Talks with Iran are gaining momentum, but its centrifuges are still enriching uranium, and its Arak facility may soon be capable of producing plutonium.

Today, two days of talks begin in Vienna between experts from the P5+1 (the United States, Russia, China, Britain, France, and Germany) and their Iranian counterparts, who will discuss technical issues relating to Tehran's nuclear program and international sanctions. The meeting will help lay the groundwork for the next round of diplomatic negotiations, scheduled to take place in Geneva on November 7-8.

Expectations of progress were reinforced earlier this week by comments made after separate talks between Iran and the International Atomic Energy Agency. In a rare joint statement, both sides called the talks "very productive" -- a departure from their eleven previous meetings in recent years, which failed to make progress in resolving what the IAEA has called the "possible military dimensions" of Iran's nuclear program. The statement also indicated that a document discussed in past meetings has been set aside and a new approach has been taken.

Although the P5+1 and Tehran have agreed to keep the contents of their negotiations secret, the general aim of the talks has been for Iran to reduce its capacity to enrich uranium and certain other nuclear activities in return for relief from sanctions, which are strangling the country's economy. The main hurdles include verification of any concessions Iran makes and the sequencing of any reduction in sanctions.

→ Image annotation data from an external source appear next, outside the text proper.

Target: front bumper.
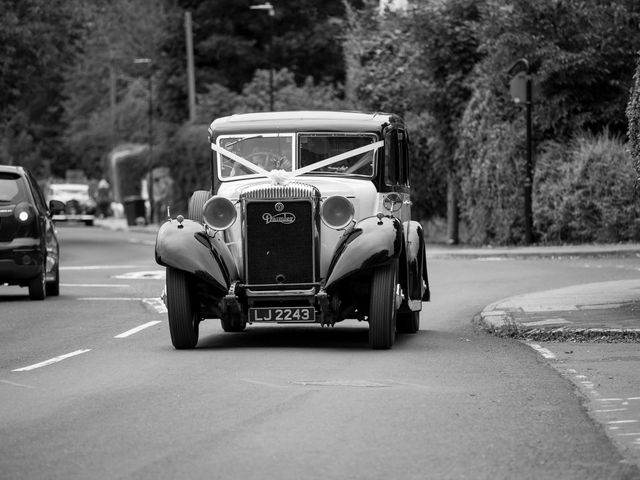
[0,239,43,284]
[51,213,96,222]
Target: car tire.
[187,190,211,223]
[369,260,398,350]
[167,267,199,350]
[396,312,420,333]
[29,259,47,300]
[45,265,60,297]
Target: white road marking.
[528,343,556,360]
[113,320,160,338]
[60,265,145,270]
[142,298,167,313]
[522,318,573,327]
[78,297,144,302]
[11,348,91,372]
[111,270,165,280]
[0,380,36,388]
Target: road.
[0,226,640,479]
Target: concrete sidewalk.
[427,243,640,342]
[475,279,640,342]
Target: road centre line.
[113,320,160,338]
[11,348,91,372]
[528,343,556,360]
[60,265,147,270]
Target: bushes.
[533,132,640,243]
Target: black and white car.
[155,111,429,349]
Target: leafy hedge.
[533,132,640,243]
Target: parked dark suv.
[156,111,429,349]
[0,165,64,300]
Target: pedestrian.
[96,178,111,218]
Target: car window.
[0,172,29,204]
[298,133,376,177]
[27,174,48,213]
[218,134,293,179]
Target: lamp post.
[509,58,533,245]
[133,58,155,223]
[249,2,276,111]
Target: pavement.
[95,218,640,343]
[428,243,640,343]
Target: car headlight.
[320,195,354,230]
[202,196,237,230]
[13,202,34,223]
[382,192,402,213]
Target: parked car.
[0,165,64,300]
[47,183,96,226]
[155,111,429,349]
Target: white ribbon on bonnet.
[211,140,384,185]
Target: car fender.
[325,216,402,290]
[155,219,238,294]
[403,221,429,303]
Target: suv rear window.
[0,173,28,205]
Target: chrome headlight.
[320,195,354,230]
[382,192,402,213]
[13,202,35,223]
[202,196,237,230]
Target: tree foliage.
[460,0,640,243]
[0,0,80,175]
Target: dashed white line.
[60,265,145,270]
[113,320,160,338]
[78,297,144,302]
[529,343,556,360]
[11,348,91,372]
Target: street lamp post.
[133,58,155,223]
[509,58,533,245]
[249,2,276,111]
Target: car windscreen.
[0,172,29,205]
[298,133,376,177]
[218,134,293,179]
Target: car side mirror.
[49,200,64,215]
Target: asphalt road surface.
[0,226,640,480]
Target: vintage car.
[155,111,429,349]
[47,183,96,227]
[0,165,64,300]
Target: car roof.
[209,110,402,137]
[0,165,26,175]
[49,183,89,190]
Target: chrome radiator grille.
[241,183,320,285]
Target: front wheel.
[369,260,398,350]
[167,267,199,350]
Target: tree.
[64,0,175,174]
[0,0,80,176]
[459,0,640,243]
[159,0,362,123]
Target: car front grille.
[241,183,320,286]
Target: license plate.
[249,307,316,323]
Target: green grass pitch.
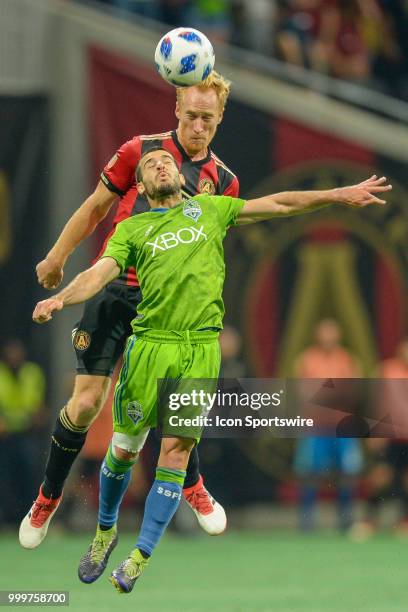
[0,531,408,612]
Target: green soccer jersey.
[103,195,245,331]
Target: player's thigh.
[186,338,221,379]
[72,283,140,376]
[67,374,111,427]
[113,335,168,435]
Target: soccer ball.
[154,28,215,87]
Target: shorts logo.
[183,199,203,221]
[72,329,91,351]
[126,401,143,425]
[198,178,215,195]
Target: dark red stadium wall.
[89,48,404,375]
[0,95,50,366]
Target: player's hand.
[33,297,64,324]
[338,174,392,208]
[36,257,64,289]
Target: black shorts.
[72,282,142,376]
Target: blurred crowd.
[0,319,408,540]
[85,0,408,100]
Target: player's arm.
[36,181,117,289]
[237,175,392,224]
[33,257,121,323]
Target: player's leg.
[294,437,327,531]
[78,335,153,583]
[110,438,196,593]
[78,429,149,584]
[334,438,363,531]
[183,340,227,535]
[19,376,110,548]
[19,286,123,548]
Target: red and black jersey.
[101,130,239,285]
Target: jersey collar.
[171,130,211,166]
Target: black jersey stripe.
[100,172,126,197]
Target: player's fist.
[36,257,64,289]
[339,174,392,207]
[33,297,64,323]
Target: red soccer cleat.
[19,487,62,548]
[183,475,227,535]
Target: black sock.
[183,446,200,489]
[41,408,88,499]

Despite public statements suggesting progress, the actual advances so far appear to be limited to atmospherics. Further progress will require Tehran to make concessions that some Iranian political figures have ruled -- at least publicly -- as not open for negotiation. Ceasing production of enriched uranium and stopping the installation of more centrifuges would be an important initial indication of good faith. Equally important would be a changed attitude toward verification, including prompt and full implementation of all provisions of the IAEA's Additional Protocol, which Iran agreed to in 2003. This goes hand in hand with verification of the military-related questions the agency has raised since 2004, as well as concerns over the plutonium-capable IR-40 heavy-water reactor at Arak, which is steadily approaching its commissioning.

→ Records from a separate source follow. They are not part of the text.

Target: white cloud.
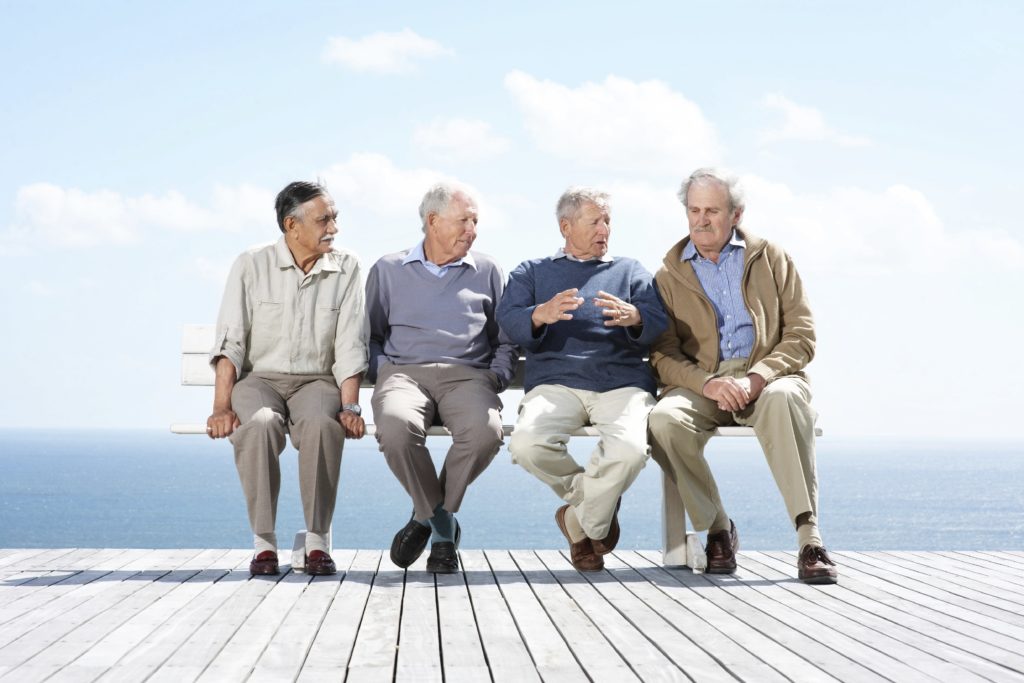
[413,119,509,161]
[741,175,1024,273]
[505,71,721,175]
[6,182,273,248]
[324,29,455,74]
[761,93,871,147]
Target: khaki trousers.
[230,373,345,535]
[371,362,503,520]
[649,359,818,531]
[509,384,654,539]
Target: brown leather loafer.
[590,496,623,555]
[249,550,279,577]
[797,546,839,584]
[555,505,604,571]
[305,550,338,577]
[705,519,739,573]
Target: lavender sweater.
[367,250,519,389]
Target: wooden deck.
[0,549,1024,683]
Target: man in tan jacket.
[648,169,837,584]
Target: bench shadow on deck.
[0,549,1024,683]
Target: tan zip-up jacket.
[650,228,815,394]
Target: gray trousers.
[230,373,345,535]
[648,359,818,531]
[371,364,502,520]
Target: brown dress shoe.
[249,550,279,577]
[305,550,338,577]
[797,546,839,584]
[590,496,623,555]
[555,505,604,571]
[705,519,739,573]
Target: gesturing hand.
[530,288,583,330]
[594,292,643,328]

The Obama administration appears anxious for negotiations to succeed, though it has also stated that no deal is better than a bad deal. If the talks collapse, international support for sanctions would likely begin to fall apart, reducing U.S. leverage. The world is watching, particularly U.S. allies in Europe and Asia, as well as regional friends like Israel, Jordan, the United Arab Emirates, and Saudi Arabia. Last week, Riyadh indicated disappointment with Washington for its lack of resolve in Syria and its apparent conciliatory attitude toward Iran.

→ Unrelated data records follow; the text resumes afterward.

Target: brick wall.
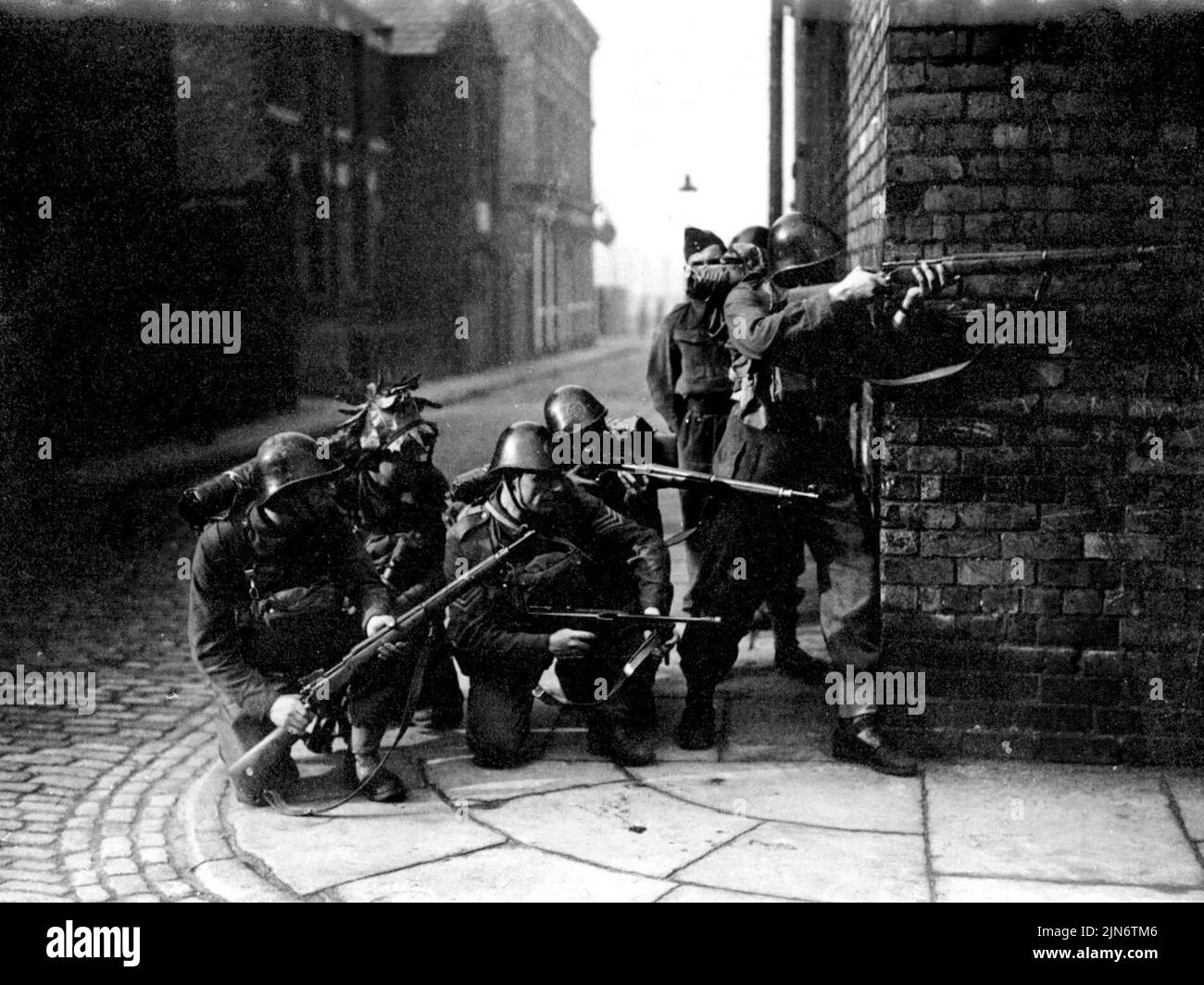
[872,0,1204,764]
[846,0,890,266]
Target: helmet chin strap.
[502,472,533,523]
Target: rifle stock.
[611,462,820,502]
[226,530,534,780]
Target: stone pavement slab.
[332,844,673,904]
[631,762,923,834]
[426,755,623,805]
[228,790,505,896]
[657,886,787,904]
[926,764,1204,888]
[677,821,930,902]
[936,876,1204,904]
[1167,772,1204,842]
[470,782,756,877]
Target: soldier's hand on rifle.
[548,630,597,656]
[364,616,401,660]
[645,605,678,649]
[268,695,313,736]
[903,260,955,307]
[828,266,890,301]
[895,260,958,328]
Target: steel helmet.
[256,431,344,505]
[770,212,844,288]
[682,225,726,263]
[723,225,770,275]
[489,420,562,473]
[543,385,607,431]
[732,225,770,253]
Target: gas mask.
[685,263,744,301]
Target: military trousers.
[678,492,882,717]
[466,632,658,768]
[677,395,731,581]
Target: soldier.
[720,225,813,683]
[543,385,665,533]
[678,213,943,776]
[334,377,464,729]
[445,421,673,768]
[188,432,406,805]
[646,227,738,570]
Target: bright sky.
[577,0,770,300]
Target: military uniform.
[646,300,732,561]
[678,268,879,717]
[338,462,464,719]
[565,417,669,535]
[445,486,671,767]
[188,507,405,790]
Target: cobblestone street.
[0,341,1204,902]
[0,348,664,902]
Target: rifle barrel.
[526,605,723,626]
[882,244,1184,287]
[614,462,820,502]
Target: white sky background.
[577,0,775,301]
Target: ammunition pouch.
[250,581,345,630]
[506,550,591,610]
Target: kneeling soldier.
[188,432,406,805]
[445,421,673,767]
[543,385,663,533]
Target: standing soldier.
[678,213,943,776]
[722,225,827,683]
[188,432,406,805]
[647,227,739,581]
[333,376,464,729]
[445,421,673,768]
[543,385,665,533]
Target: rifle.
[226,530,534,778]
[524,605,723,630]
[882,243,1185,287]
[611,462,820,502]
[804,243,1193,329]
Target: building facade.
[0,0,385,456]
[352,0,509,377]
[777,0,1204,764]
[486,0,598,359]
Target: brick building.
[349,0,509,377]
[774,0,1204,764]
[486,0,598,357]
[0,0,385,456]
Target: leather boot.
[832,716,920,777]
[346,752,407,804]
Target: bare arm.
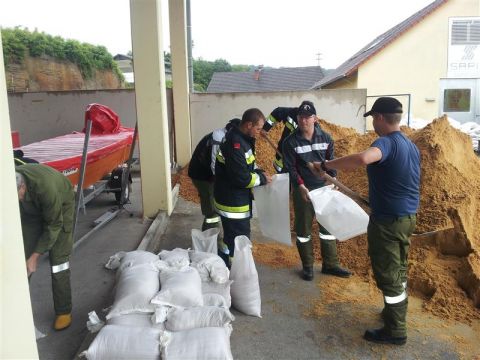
[325,147,382,170]
[308,147,382,177]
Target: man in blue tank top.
[310,97,420,345]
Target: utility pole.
[186,0,194,93]
[315,53,322,66]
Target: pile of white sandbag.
[83,232,261,359]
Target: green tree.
[1,27,124,82]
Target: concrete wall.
[8,89,175,162]
[357,0,479,120]
[190,89,366,148]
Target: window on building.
[443,89,471,112]
[452,20,480,45]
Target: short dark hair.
[240,108,265,125]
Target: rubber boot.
[297,240,314,281]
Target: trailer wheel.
[110,167,132,205]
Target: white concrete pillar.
[130,0,173,217]
[0,37,38,359]
[168,0,192,166]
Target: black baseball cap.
[225,118,241,131]
[363,97,403,117]
[297,100,317,116]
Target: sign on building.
[447,17,480,78]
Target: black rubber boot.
[302,266,313,281]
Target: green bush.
[2,27,125,82]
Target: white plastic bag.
[107,309,165,330]
[230,235,262,317]
[192,228,220,255]
[202,280,233,308]
[309,186,368,241]
[203,293,230,309]
[253,174,292,246]
[106,263,160,319]
[189,250,230,284]
[105,250,158,271]
[160,325,233,360]
[165,306,235,331]
[87,311,105,334]
[158,248,190,269]
[152,266,203,307]
[82,325,162,360]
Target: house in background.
[113,54,172,84]
[206,66,325,93]
[314,0,480,122]
[113,54,134,84]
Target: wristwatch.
[320,161,328,171]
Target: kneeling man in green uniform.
[15,164,75,330]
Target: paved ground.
[30,178,151,360]
[31,179,480,360]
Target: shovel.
[262,133,454,237]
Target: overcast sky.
[0,0,433,69]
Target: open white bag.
[309,186,368,241]
[192,228,220,255]
[253,174,292,246]
[230,235,262,317]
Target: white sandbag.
[202,280,233,308]
[189,250,230,284]
[158,248,190,269]
[230,235,262,317]
[192,228,220,255]
[203,293,230,309]
[309,186,368,241]
[161,325,233,360]
[152,266,203,307]
[151,305,174,324]
[105,250,158,271]
[165,306,235,331]
[107,314,165,329]
[253,174,292,246]
[81,325,162,360]
[106,264,160,319]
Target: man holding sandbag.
[282,101,352,281]
[310,97,420,345]
[213,108,272,268]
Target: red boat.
[17,104,134,189]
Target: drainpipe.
[186,0,194,93]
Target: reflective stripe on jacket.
[283,123,337,190]
[263,107,298,172]
[214,128,265,219]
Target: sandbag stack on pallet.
[83,232,261,360]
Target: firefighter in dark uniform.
[311,97,420,345]
[188,119,240,231]
[283,101,352,280]
[214,109,271,267]
[263,107,299,174]
[15,164,75,330]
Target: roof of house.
[113,54,132,60]
[207,66,324,93]
[313,0,448,89]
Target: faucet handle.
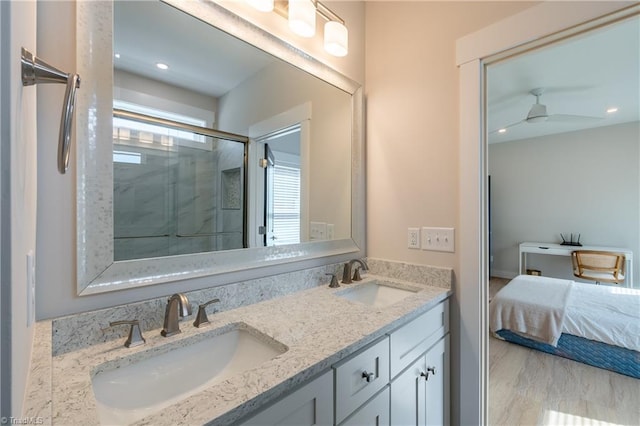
[325,274,340,288]
[193,299,220,328]
[109,320,146,348]
[353,268,362,281]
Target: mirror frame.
[75,0,365,296]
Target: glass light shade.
[289,0,316,37]
[324,21,349,56]
[247,0,273,12]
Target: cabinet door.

Washington appears to believe that time is on its side, with Iran's nuclear advances still reversible. From a technical point of view, that is debatable. And any concessions granted to Iran, such as allowing it to enrich uranium at all, would soon be demanded by other countries that have previously been denied those rights. Indeed, rewarding Iran in this way for noncompliance with its nonproliferation commitments would seem indulgent.

In the Middle East, many are concerned that Iran's progress puts it on the cusp of becoming a de facto nuclear power. Perception being a reality, Tehran is emerging as the regional hegemon, and an agreement with the West would be seen as Washington confirming this status. Even at this delicate stage, then, Washington needs to negotiate expeditiously, achieving tangible progress that defangs Iran and eases the fears of U.S. allies.

Simon Henderson is the Baker Fellow and director of the Gulf and Energy Policy Program at The Washington Institute. Olli Heinonen is a senior fellow with the Belfer Center at Harvard University's Kennedy School and a former deputy director-general for safeguards at the IAEA. Previously, they coauthored Nuclear Iran: A Glossary of Terms, a joint publication of The Washington Institute and the Belfer Center.